一夕会は、一九二九年(昭和四年)に結成され、その中心人物は永田鉄山だった。
永田鉄山の構想
永田は、早くから次期世界大戦は不可避であり、日本もそれに何らかのかたちで巻き込まれると判断していた。
そしてこう考えていた。
国家総力戦になると想定される次期大戦に対処するため、国家総動員の準備と計画が必須である。それには国家総力戦を支える経済力の強化とともに、資源の自給自足が不可欠だ。だが日本には自給自足のための資源が不足しており、不足資源は近隣の中国に求めざるをえない。また必要な軍需資源は中国(とりわけ満州・華北・華中)のそれをふくめればほぼ自給しうる。そして現に日本の勢力圏となっている満蒙を完全に掌握することは、中国資源確保への橋頭堡(きょうとうほ)となる重要な意味をもっている、と。
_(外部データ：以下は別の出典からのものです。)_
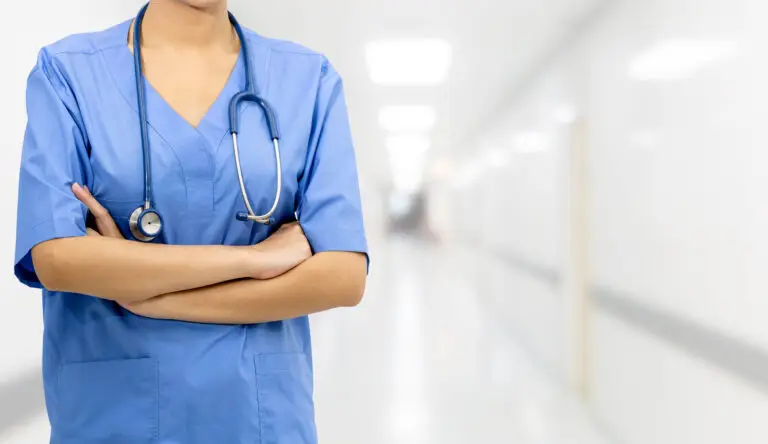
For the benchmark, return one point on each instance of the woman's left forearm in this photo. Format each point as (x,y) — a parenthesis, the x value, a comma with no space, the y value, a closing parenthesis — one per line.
(323,282)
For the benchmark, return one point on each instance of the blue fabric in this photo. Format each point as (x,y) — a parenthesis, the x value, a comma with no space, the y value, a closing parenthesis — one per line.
(113,377)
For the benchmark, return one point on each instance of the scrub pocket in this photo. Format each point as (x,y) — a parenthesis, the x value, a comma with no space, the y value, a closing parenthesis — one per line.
(286,409)
(109,402)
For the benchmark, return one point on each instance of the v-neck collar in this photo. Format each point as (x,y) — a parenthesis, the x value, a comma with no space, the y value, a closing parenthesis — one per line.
(160,114)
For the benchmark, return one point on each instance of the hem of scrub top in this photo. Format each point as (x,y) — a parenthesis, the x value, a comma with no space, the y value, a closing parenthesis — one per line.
(55,229)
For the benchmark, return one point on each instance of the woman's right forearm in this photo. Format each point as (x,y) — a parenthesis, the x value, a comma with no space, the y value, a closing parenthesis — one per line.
(129,271)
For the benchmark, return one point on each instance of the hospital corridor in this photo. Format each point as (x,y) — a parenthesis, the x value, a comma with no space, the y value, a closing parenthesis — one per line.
(564,208)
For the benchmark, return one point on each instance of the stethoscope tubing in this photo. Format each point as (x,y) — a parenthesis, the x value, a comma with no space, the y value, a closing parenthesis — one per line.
(250,94)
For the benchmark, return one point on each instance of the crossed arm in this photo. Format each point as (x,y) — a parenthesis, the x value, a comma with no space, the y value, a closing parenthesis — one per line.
(274,280)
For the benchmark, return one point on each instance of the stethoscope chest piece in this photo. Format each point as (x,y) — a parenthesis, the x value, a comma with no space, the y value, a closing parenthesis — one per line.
(145,224)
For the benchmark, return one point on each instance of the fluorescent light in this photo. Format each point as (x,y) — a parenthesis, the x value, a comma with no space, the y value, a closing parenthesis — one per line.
(408,144)
(679,59)
(409,118)
(530,142)
(409,61)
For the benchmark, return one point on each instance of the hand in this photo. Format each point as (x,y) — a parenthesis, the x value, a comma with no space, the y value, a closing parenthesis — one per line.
(104,223)
(285,249)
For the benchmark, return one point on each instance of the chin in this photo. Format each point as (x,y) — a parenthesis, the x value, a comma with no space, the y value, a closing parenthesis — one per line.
(203,4)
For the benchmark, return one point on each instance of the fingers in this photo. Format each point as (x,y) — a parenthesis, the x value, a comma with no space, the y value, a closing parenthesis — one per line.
(85,196)
(104,222)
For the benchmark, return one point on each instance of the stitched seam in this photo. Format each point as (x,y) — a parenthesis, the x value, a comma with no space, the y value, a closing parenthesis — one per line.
(149,124)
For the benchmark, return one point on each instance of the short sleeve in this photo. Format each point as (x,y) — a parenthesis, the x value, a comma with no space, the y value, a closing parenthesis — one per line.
(53,157)
(329,210)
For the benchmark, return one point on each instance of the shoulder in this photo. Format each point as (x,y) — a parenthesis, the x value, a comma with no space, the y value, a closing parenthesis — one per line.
(88,43)
(61,60)
(291,52)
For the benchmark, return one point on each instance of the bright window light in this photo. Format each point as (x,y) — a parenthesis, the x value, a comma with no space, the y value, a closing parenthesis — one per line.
(409,61)
(407,118)
(679,59)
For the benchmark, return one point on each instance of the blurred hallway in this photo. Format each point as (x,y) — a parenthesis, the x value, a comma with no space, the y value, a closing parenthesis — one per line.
(449,370)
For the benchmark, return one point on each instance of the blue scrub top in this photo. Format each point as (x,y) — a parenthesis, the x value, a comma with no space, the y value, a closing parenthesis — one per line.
(113,377)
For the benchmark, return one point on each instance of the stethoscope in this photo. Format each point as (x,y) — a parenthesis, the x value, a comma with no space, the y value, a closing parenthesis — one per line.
(145,222)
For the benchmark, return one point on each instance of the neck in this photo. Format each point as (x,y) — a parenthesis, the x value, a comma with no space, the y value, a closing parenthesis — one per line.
(174,23)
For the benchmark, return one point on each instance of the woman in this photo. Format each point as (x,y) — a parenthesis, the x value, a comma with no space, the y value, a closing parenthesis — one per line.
(202,335)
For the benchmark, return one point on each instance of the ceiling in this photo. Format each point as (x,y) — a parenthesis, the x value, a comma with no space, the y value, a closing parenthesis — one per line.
(495,43)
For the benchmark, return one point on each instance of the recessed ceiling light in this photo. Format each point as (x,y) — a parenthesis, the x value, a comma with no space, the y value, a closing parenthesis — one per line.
(417,62)
(408,118)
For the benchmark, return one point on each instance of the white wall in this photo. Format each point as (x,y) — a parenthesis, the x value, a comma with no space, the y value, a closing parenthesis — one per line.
(676,215)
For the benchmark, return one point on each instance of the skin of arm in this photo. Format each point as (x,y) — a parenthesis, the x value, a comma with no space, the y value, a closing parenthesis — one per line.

一夕会は、このような永田の構想に強い影響を受けていた。その主要メンバーでは、満蒙の完全掌握のため、満蒙領有が秘かに検討されていた。来るべき国家総力戦にむけ、不足する資源を中国から確保するため、その足がかりとして満蒙の政治的支配権を獲得しようとするものだった。関東軍の石原らも満蒙領有を考えていた(石原は日米世界最終戦争論という独特の考えをもっていたが、大きくは永田の構想の影響下にあった)。
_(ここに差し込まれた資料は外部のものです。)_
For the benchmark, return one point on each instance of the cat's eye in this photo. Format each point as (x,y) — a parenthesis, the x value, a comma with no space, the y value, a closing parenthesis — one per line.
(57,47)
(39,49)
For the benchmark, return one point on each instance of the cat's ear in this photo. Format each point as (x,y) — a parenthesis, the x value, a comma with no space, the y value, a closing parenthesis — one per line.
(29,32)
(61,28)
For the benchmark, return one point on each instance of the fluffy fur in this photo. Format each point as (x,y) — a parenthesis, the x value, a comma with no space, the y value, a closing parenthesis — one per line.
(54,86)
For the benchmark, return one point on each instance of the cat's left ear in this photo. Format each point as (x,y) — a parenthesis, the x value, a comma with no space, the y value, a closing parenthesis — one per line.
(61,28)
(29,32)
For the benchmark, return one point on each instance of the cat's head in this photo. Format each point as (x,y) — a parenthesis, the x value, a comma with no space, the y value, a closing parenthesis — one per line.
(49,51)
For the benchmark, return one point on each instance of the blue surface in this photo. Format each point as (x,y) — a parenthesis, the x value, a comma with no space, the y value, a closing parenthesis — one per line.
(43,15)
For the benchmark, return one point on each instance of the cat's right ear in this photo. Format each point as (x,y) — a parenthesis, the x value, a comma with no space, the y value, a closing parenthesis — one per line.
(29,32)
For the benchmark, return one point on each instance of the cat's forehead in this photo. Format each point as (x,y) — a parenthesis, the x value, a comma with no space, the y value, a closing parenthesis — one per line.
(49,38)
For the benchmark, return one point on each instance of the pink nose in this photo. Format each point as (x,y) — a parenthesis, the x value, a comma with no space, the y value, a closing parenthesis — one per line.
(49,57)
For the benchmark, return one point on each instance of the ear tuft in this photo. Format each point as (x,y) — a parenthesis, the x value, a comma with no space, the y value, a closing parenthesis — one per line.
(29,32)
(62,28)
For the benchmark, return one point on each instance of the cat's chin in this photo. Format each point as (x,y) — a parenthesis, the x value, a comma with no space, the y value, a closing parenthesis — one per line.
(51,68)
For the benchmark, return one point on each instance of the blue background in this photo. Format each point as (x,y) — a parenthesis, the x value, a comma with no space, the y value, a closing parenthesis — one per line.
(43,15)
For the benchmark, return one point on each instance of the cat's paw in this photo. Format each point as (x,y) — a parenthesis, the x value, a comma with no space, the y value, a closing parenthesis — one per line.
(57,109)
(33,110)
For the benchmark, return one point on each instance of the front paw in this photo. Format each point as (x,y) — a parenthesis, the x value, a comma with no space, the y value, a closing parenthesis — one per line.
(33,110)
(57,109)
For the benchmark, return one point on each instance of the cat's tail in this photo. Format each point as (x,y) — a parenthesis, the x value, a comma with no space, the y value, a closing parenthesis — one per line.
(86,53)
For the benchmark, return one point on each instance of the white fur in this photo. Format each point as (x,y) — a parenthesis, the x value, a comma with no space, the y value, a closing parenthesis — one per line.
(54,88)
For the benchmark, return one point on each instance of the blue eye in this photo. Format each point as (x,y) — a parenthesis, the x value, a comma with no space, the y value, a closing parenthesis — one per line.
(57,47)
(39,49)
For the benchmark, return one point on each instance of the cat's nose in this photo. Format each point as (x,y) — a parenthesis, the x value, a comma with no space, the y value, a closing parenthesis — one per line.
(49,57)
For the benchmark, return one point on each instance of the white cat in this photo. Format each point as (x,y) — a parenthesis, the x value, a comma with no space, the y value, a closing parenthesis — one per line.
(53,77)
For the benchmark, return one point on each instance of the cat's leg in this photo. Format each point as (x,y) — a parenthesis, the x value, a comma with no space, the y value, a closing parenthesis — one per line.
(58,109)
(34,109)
そのために一夕会は、陸軍人事の刷新、満蒙問題の武力解決などを取り決め、それによって国家総動員に向けての軍政改革などを実現しようとしていた。
陸軍人事の刷新とは、当時宇垣(うがき)派が実権を掌握していた陸軍を改革するため、一夕会が事実上陸軍中央の人事を掌握し、陸軍を動かすことを意味した。そのため荒木貞夫・真崎甚三郎(まさきじんざぶろう)、林銑十郎(せんじゅうろう)ら反宇垣派将官を擁立しようとしていた。なお宇垣派とは、一九二〇年代政党政治期に長く陸軍大臣を務めた宇垣一成(かずしげ)を中心とするグループで、この頃の陸軍主流派を構成していた。南陸相・金谷参謀総長も宇垣派だった。
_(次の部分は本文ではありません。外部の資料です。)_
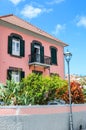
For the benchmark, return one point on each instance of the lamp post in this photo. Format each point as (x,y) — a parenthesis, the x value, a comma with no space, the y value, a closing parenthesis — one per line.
(68,56)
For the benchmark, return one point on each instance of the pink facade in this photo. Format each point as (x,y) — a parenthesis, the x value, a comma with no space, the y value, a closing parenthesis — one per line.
(11,61)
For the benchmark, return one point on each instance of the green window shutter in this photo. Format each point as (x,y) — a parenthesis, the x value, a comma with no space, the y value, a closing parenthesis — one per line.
(42,54)
(9,73)
(53,55)
(22,48)
(32,52)
(22,75)
(9,44)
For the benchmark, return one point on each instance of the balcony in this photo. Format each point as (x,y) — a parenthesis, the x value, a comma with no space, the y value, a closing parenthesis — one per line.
(39,60)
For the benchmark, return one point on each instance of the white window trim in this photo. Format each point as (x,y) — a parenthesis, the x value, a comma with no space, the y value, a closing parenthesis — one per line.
(16,76)
(15,47)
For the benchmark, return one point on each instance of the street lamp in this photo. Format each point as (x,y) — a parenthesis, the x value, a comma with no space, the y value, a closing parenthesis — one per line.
(68,56)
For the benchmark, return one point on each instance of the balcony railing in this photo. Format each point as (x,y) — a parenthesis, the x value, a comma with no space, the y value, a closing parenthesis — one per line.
(37,58)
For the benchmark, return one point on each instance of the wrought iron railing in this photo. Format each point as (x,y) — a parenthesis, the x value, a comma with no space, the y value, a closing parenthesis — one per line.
(39,59)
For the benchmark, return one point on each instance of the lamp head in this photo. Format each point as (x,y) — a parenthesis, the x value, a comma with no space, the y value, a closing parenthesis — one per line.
(67,56)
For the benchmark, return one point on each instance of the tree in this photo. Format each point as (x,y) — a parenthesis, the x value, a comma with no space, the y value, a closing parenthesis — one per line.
(76,93)
(34,89)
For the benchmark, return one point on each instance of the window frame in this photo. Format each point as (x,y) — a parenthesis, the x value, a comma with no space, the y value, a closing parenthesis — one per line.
(17,72)
(55,55)
(19,38)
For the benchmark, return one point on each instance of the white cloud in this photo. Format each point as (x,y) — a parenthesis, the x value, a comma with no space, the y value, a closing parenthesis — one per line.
(31,12)
(59,28)
(81,21)
(55,2)
(16,1)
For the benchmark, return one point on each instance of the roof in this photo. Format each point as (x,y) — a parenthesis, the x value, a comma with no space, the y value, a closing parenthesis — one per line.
(12,19)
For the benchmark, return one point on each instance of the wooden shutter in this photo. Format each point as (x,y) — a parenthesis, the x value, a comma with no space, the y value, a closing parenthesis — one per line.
(22,48)
(53,55)
(32,52)
(9,44)
(9,74)
(22,75)
(42,54)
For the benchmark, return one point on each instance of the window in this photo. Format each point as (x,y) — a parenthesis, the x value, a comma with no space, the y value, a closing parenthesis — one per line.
(53,55)
(37,52)
(16,45)
(15,74)
(37,72)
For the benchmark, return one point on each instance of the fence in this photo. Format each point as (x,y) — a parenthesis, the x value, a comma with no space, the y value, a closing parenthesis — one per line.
(49,117)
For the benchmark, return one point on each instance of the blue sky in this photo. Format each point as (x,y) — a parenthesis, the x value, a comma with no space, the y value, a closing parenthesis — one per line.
(64,19)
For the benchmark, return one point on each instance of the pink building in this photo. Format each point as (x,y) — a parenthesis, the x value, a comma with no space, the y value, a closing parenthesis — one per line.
(25,48)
このような方針から一夕会は、まず陸軍中央の実務ポストを掌握する工作に着手する。その結果、課長以下の実務ポストの人事を掌握する陸軍省補任課長に一夕会員を送り込むことに成功。満州事変直前の一九三一年(昭和六年)八月には、多くの会員が重要実務ポスト(各課の課長もしくは班長)に就いていた。こうして、石原らによる満州での武力行使を、陸軍中央でサポートする態勢が、すでに作られていたのである。